How many units from the head, tail, and middle are sold? Integrate over the sales rank distribution to get the sales volume in the head:

\[\begin{equation} V_H = \int_1^{f_H N} \frac{A\, dr}{r^n} = \frac{V(N^{n-1} - f_H^{1-n})}{N^{n-1} - 1} \end{equation}\] where \(f_H=0.1\)

The volume in the tail is

\[\begin{equation} V_T = \int_{f_T N}^N \frac{A\, dr}{r^n} = \frac{V(f_T^{1-n}-1)}{N^{n-1}-1} \end{equation}\] where \(f_T=0.5\)

And the middle:

\[\begin{equation} V_M = \int_{f_H N}^{f_T N} \frac{A\, dr}{r^n} = \frac{V(f_H^{1-n} - f_T^{1-n})}{N^{n-1}-1} \end{equation}\]

f_head = 0.1
f_tail = 0.5

ns = np.linspace(0,2,100)
nm1 = ns-1.0

head = volume*(inventory**nm1 - f_head**-nm1)/(inventory**nm1-1)
middle = volume*(f_head**-nm1 - f_tail**-nm1)/(inventory**nm1-1)
tail = volume*(f_tail**-nm1 - 1)/(inventory**nm1-1)

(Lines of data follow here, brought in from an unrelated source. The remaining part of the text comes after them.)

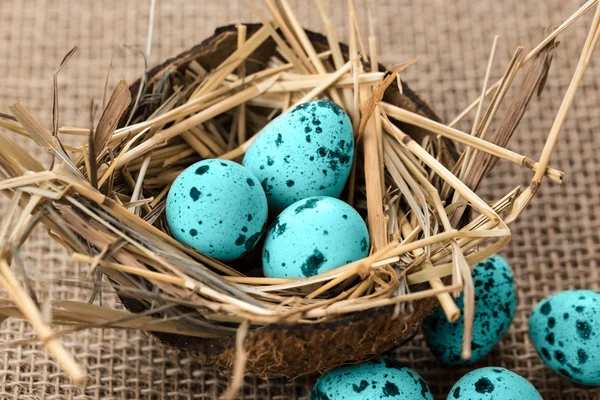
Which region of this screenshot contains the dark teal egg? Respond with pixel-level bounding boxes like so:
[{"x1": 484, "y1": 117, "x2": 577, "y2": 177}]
[
  {"x1": 310, "y1": 358, "x2": 433, "y2": 400},
  {"x1": 423, "y1": 255, "x2": 517, "y2": 365},
  {"x1": 446, "y1": 367, "x2": 542, "y2": 400},
  {"x1": 166, "y1": 160, "x2": 268, "y2": 261},
  {"x1": 529, "y1": 290, "x2": 600, "y2": 386},
  {"x1": 263, "y1": 197, "x2": 369, "y2": 278},
  {"x1": 244, "y1": 100, "x2": 354, "y2": 210}
]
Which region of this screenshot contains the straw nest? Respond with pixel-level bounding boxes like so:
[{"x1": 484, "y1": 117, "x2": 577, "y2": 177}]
[{"x1": 0, "y1": 0, "x2": 600, "y2": 387}]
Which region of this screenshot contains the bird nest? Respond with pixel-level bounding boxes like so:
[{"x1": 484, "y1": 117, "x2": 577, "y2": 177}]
[{"x1": 0, "y1": 1, "x2": 598, "y2": 390}]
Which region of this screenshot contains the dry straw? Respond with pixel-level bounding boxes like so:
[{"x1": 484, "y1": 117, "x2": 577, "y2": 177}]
[{"x1": 0, "y1": 0, "x2": 600, "y2": 390}]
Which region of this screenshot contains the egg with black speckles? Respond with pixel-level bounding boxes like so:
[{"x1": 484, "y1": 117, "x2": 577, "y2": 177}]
[
  {"x1": 423, "y1": 255, "x2": 517, "y2": 365},
  {"x1": 529, "y1": 290, "x2": 600, "y2": 386},
  {"x1": 244, "y1": 100, "x2": 354, "y2": 211},
  {"x1": 166, "y1": 159, "x2": 268, "y2": 261},
  {"x1": 262, "y1": 196, "x2": 369, "y2": 278},
  {"x1": 310, "y1": 358, "x2": 433, "y2": 400},
  {"x1": 446, "y1": 367, "x2": 543, "y2": 400}
]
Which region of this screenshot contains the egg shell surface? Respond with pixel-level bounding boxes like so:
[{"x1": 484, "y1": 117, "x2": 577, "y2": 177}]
[
  {"x1": 423, "y1": 255, "x2": 517, "y2": 365},
  {"x1": 310, "y1": 358, "x2": 433, "y2": 400},
  {"x1": 244, "y1": 100, "x2": 354, "y2": 211},
  {"x1": 166, "y1": 159, "x2": 268, "y2": 261},
  {"x1": 529, "y1": 290, "x2": 600, "y2": 386},
  {"x1": 262, "y1": 196, "x2": 369, "y2": 278},
  {"x1": 446, "y1": 367, "x2": 542, "y2": 400}
]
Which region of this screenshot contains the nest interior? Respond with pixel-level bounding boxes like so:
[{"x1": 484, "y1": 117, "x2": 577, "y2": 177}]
[
  {"x1": 121, "y1": 24, "x2": 458, "y2": 377},
  {"x1": 0, "y1": 0, "x2": 600, "y2": 380}
]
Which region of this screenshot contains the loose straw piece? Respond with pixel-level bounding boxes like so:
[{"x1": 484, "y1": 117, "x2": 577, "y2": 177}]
[
  {"x1": 0, "y1": 259, "x2": 86, "y2": 386},
  {"x1": 221, "y1": 320, "x2": 249, "y2": 400},
  {"x1": 291, "y1": 61, "x2": 352, "y2": 108},
  {"x1": 448, "y1": 0, "x2": 598, "y2": 126},
  {"x1": 532, "y1": 5, "x2": 600, "y2": 185},
  {"x1": 380, "y1": 102, "x2": 564, "y2": 183}
]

fig, ax = plt.subplots(figsize=(10, 6))

ax.plot(ns, head, label='Head')
ax.plot(ns, middle, label='Middle')
ax.plot(ns, tail, label='Tail')
ax.legend(loc='upper left')
ax.set_ylabel('Units Sold')
ax.set_xlabel('Power law index $n$')

For \(n>1\), the head has most of value. As \(n\) falls, the middle and tail become important.

How many styles of clothing should we carry?

We can choose expand our inventory from \(N\) to \(N+1\) styles of clothing. How many additional units will we sell?

This is just the sales volume distribution \(n(r)\) evaluated at \(r=N+1\)

\[\begin{equation} \frac{d V}{d N} = \frac{(n-1) V}{(1-N^{1-n})(N+1)^n} \end{equation}\]

marginal_benefit = ((ns-1)*volume)/((1-inventory**(1-ns))*(inventory+1)**ns)

fig, ax = plt.subplots(figsize=(10, 6))

ax.plot(ns, marginal_benefit)
ax.set_ylabel('Additional Units Sold')
ax.set_xlabel('Power law index $n$')
ax.set_title('Marginal Benefit of Expanding Inventory')

Our scaled down version of Stitch Fix can expect to sell an additional \(\simeq 40\) pieces of clothing per year if the sales distribution has \(n=0.25\), or an additional \(\simeq 3\) units per year if \(n=1.5\) Whether expanding the inventory is worth it to get those additional sales depends entirely on how much it costs to bring one additional product into the inventory.